The Down and Dirty of Overdrafting

In our last article we touched on the fact that you can take out a payday loan to avoid overdrafting on a checking account, because banks usually charge more than a reliable payday loan lender. We thought we’d explore this topic a little further.

Overdrafting is a fairly simple concept. It happens when you write a check for, withdraw or debit more money than your available balance in your checking account. It happens to many people. You’re busy running around taking care of your life, paying bills, buying groceries and putting gas in your car, all the while not paying close attention to your balance. Then, you get your account statement only to find a hefty fee staring you in the face.

Many banks charge as much as $40 every time you overdraw your account. This is regardless of the amount of the transaction, so you might end up paying over $40 for a $4 gallon of milk. In fact, banks collected $38.5 billion in debit-card overdraft fees in 2009, according to Moebs Services, an economic research firm.

Because of a law that went into effect this summer, you must opt in to your bank’s overdraft protection program. If you don’t, your transaction will be declined when you are about to overdraft. If you opt in, you will still be slapped with those hefty fees.

We want you to know there are ways of avoiding this situation. The simplest and easiest way is to keep track of all your transactions in an old-fashioned check register. We know it might seem tedious, but it’s a tried and true way of keeping track of your expenses. It also gives you an up-close view of all of your purchases, so you have a better idea of where your money is going.

If this simply seems too tiresome for you, you can also religiously check your bank account balance online, but we mean religiously! If you’re already a serial overdrafter, you need to be sure to take a moment to look at your account balance every night, think through the purchases you plan to make the next day and make sure they will not amount to more than your available balance.

There is a separate option if you have a savings account with a decent balance. Some banks offer overdraft protection where a savings account is used as a backup for your checking account. You are still charged, but the fees are usually in the $5-$10 range.

We know that life can be chaotic and sometimes you just don’t have time to plan ahead or keep track of all of your transactions. In the worst case scenario that you’ve written a check that is going to bounce, and you don’t have a savings account to draw from, you always have the option of taking out a payday loan. The fees are usually significantly lower than what your bank will charge for an overdraft. Don’t be afraid to take this option if you need money to pay for necessities like prescriptions and food, and you’re about to overdraft your account anyway. Just be sure to plan ahead the next time, try to work within your budget and always keep track of your balance.

Car Title Loans

There are many different types of short-term loans that you can take advantage of in order to get out of a financial rough spot. We all have times when we’re tight on cash and many of us have less than desirable credit scores these days.
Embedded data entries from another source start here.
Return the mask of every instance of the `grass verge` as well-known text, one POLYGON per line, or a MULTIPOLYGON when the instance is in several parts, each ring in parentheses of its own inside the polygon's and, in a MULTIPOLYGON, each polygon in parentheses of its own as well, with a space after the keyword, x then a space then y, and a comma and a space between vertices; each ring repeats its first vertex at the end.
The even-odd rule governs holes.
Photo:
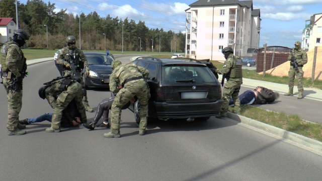
MULTIPOLYGON (((232 108, 229 111, 232 112, 232 108)), ((242 116, 285 130, 322 141, 322 125, 301 119, 296 115, 288 115, 252 106, 242 107, 242 116)))

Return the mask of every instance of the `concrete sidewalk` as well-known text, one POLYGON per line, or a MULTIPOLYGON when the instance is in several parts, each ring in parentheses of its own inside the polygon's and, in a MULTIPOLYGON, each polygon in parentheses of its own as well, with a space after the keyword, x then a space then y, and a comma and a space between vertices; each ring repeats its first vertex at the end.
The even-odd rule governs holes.
MULTIPOLYGON (((53 61, 53 57, 28 60, 27 64, 27 65, 32 65, 48 61, 53 61)), ((221 80, 221 75, 219 75, 219 76, 218 80, 221 80)), ((255 88, 259 85, 265 85, 265 87, 269 87, 269 88, 272 89, 274 91, 279 92, 280 94, 284 94, 288 92, 288 86, 286 84, 245 78, 243 78, 243 86, 255 88)), ((297 87, 296 86, 294 86, 294 94, 297 94, 298 93, 297 92, 297 87)), ((321 101, 322 90, 316 88, 304 87, 304 96, 305 99, 310 99, 321 101), (311 90, 310 92, 314 93, 314 94, 305 95, 305 91, 307 90, 311 90)), ((233 121, 236 122, 237 123, 242 124, 247 127, 249 127, 268 134, 274 135, 283 140, 297 146, 300 146, 301 147, 315 154, 322 155, 321 142, 289 132, 243 116, 229 112, 228 113, 228 117, 233 120, 233 121)))

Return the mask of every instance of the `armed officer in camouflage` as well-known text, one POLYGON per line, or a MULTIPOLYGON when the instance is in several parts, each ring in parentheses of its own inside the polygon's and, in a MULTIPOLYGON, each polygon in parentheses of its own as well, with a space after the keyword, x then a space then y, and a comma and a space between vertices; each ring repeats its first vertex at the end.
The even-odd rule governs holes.
POLYGON ((19 123, 22 106, 22 82, 27 74, 26 60, 20 47, 29 39, 28 33, 19 29, 14 33, 13 40, 5 43, 1 49, 1 76, 8 100, 9 135, 26 134, 26 131, 20 130, 26 126, 19 123))
MULTIPOLYGON (((80 81, 80 79, 77 80, 80 81)), ((85 108, 82 103, 83 95, 82 85, 76 80, 74 77, 70 75, 58 77, 44 84, 46 85, 41 87, 38 91, 39 96, 43 99, 46 98, 53 109, 51 126, 46 129, 46 132, 60 132, 63 110, 73 100, 79 111, 80 121, 83 124, 86 124, 87 118, 85 108)))
POLYGON ((242 66, 243 61, 237 56, 233 55, 233 50, 230 47, 225 47, 221 52, 224 54, 226 61, 223 64, 222 68, 216 69, 216 72, 222 74, 227 79, 222 92, 223 104, 221 107, 220 115, 216 116, 217 118, 223 118, 227 116, 229 99, 232 99, 234 104, 235 113, 240 114, 240 103, 238 94, 240 89, 240 85, 243 83, 243 72, 242 66))
POLYGON ((74 76, 78 76, 81 79, 80 84, 83 93, 83 103, 85 107, 86 111, 90 112, 93 112, 93 109, 91 108, 87 100, 87 93, 85 87, 84 81, 82 76, 83 68, 85 68, 86 71, 85 76, 90 75, 90 69, 87 62, 86 57, 84 55, 83 51, 76 47, 76 38, 73 36, 68 36, 66 40, 67 46, 58 52, 56 63, 64 66, 66 70, 73 71, 74 69, 74 76))
POLYGON ((110 90, 117 94, 112 104, 111 131, 104 136, 106 138, 121 136, 120 121, 122 108, 135 96, 138 99, 140 106, 139 135, 144 135, 147 124, 147 104, 150 97, 149 88, 144 79, 148 78, 149 71, 132 63, 122 65, 118 60, 113 61, 112 67, 110 90), (119 84, 121 85, 119 86, 119 84))
POLYGON ((303 65, 307 63, 307 55, 306 52, 301 48, 301 42, 297 41, 295 42, 295 47, 292 49, 288 55, 288 59, 290 61, 290 69, 288 71, 288 93, 285 94, 285 96, 293 96, 293 88, 294 87, 294 79, 296 75, 297 79, 297 89, 298 90, 298 97, 297 99, 303 99, 303 65), (295 60, 295 62, 291 60, 295 60), (297 66, 294 66, 294 64, 297 66))

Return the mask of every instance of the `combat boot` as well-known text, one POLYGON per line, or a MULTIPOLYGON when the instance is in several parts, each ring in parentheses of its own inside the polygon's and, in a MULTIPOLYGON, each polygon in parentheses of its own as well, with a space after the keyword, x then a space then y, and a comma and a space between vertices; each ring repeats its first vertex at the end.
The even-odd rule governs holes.
POLYGON ((304 97, 303 97, 303 93, 298 93, 298 97, 297 97, 297 99, 303 99, 304 97))
POLYGON ((59 133, 60 132, 60 128, 54 129, 52 127, 46 129, 46 132, 47 133, 59 133))
POLYGON ((24 125, 28 125, 29 124, 29 123, 28 123, 28 119, 25 119, 23 120, 19 120, 19 123, 20 123, 20 124, 24 125))
POLYGON ((26 128, 26 125, 22 125, 20 123, 18 123, 18 125, 17 126, 17 128, 19 129, 23 129, 26 128))
POLYGON ((139 135, 143 136, 145 134, 145 131, 140 130, 139 131, 139 135))
POLYGON ((104 133, 104 135, 105 138, 119 138, 121 137, 121 135, 120 134, 114 134, 111 132, 109 132, 107 133, 104 133))
POLYGON ((26 131, 20 130, 19 129, 16 129, 14 131, 8 130, 8 135, 22 135, 26 134, 26 131))

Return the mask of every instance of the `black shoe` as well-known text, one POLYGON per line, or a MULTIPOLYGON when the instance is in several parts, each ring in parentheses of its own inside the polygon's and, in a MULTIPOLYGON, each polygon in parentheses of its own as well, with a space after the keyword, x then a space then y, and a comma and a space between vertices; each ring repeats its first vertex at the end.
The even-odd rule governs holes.
POLYGON ((28 125, 29 124, 29 123, 28 123, 28 119, 25 119, 23 120, 19 120, 19 123, 20 123, 20 124, 24 125, 28 125))
POLYGON ((95 128, 95 125, 93 125, 93 122, 91 122, 90 123, 87 123, 87 124, 84 125, 84 127, 87 129, 89 129, 91 130, 94 130, 94 128, 95 128))
POLYGON ((98 127, 101 128, 109 128, 110 127, 110 123, 108 122, 103 122, 99 125, 98 125, 98 127))

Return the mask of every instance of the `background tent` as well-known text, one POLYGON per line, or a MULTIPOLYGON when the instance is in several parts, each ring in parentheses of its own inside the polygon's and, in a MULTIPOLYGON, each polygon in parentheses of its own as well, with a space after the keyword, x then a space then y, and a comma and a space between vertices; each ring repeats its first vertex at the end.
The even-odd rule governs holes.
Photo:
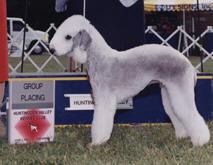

This is when short-term loans can be helpful. Today, we want to share another loan option with you: the car title loan.

A car title loan is simply a loan where you provide your car title as collateral for the loan. Interest rates may be higher than a traditional loan, because lenders usually don’t check your credit, nor do they perform extensive income verification. For many, this is the appeal of the loan. If your stats aren’t great on paper, but you will be able to pay the money back on time, this might be the option for you.

Like a payday loan, car title loans are only meant for financial emergencies. After all, this is your car we are talking about! The relative daily importance of your car might vary depending on where you live and what you do for a living. For instance, if you live in Los Angeles and you need your car to drive to the office every day, you may not want to borrow against it. On the other hand, if you live in New York and take the subway to work most days, borrowing against your car may not be such a big risk. Even if you have the latter situation, you still only want to take out a car title loan if you are truly in a financial crisis.

If you are going to default on your rent check, or you have a sudden medical emergency, and you don’t have the credit to get a traditional loan, a car title loan from a trustworthy lender may be the best option for you. As we mentioned before, be sure evaluate your priorities and needs before taking out one of these loans. No concert ticket, Louis Vuitton bag or last-minute trip to Vegas can justify risking your wheels.

Shocking Statistics on Financial Literacy

We just saw these statistics online and wanted to share them with our readers:

40% of Americans say they live beyond their means.
50% of Americans live paycheck to paycheck.
Only 32% of American parents talk to their children regularly about personal finance.
Only 21% of graduating high school students participate in financial literacy courses.
In 2016, students surveyed by the Jumpstart Coalition scored lower on basic financial literacy test than their predecessors in 2014.
20% of employees are unable to carry out normal work activities three days per week due to financial concerns.
43% of adults at the lowest level of financial literacy live in poverty, compared to 4% of those at the highest level of financial literacy.